XNPV(discount, cashflow_amounts, cashflow_dates)

discount – The discount rate of an investment over one period.

cashflow_amounts – A range of cells containing the income or payments associated with the investment.

cashflow_dates – A range of cells with dates corresponding to the cash flows in cashflow_amounts.

**Notes**

XNPV is similar to PV except that XNPV allows variable-value cash flows and cash flow intervals.

If the days specified in cashflow_dates are at a regular interval, use NPV instead.

Each cell in cashflow_amounts should be positive if it represents income from the perspective of the owner of the investment (e.g. coupons) or negative if it represents payments (e.g. loan repayment).

XIRR under the same conditions calculates the internal rate of return for which the net present value is zero.

**See Also**

XIRR: Calculates the internal rate of return of an investment based on a specified series of potentially irregularly spaced cash flows.
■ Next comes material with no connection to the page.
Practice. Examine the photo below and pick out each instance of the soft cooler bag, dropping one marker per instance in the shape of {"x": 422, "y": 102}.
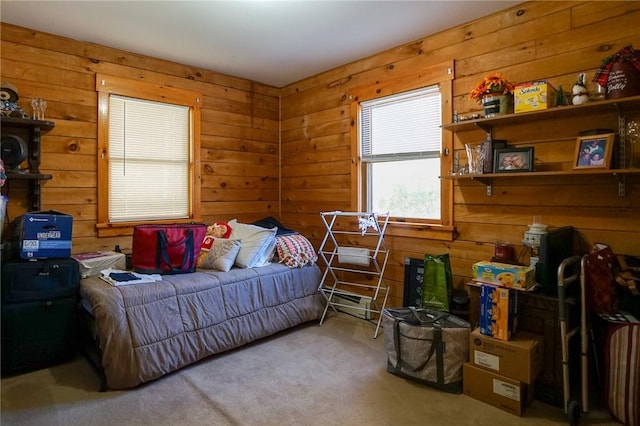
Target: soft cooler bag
{"x": 427, "y": 346}
{"x": 167, "y": 249}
PV: Calculates the present value of an annuity investment based on constant-amount periodic payments and a constant interest rate.

NPV: Calculates the net present value of an investment based on a series of periodic cash flows and a discount rate.

MIRR: Calculates the modified internal rate of return on an investment based on a series of periodic cash flows and the difference between the interest rate paid on financing versus the return received on reinvested income.

IRR: Calculates the internal rate of return on an investment based on a series of periodic cash flows.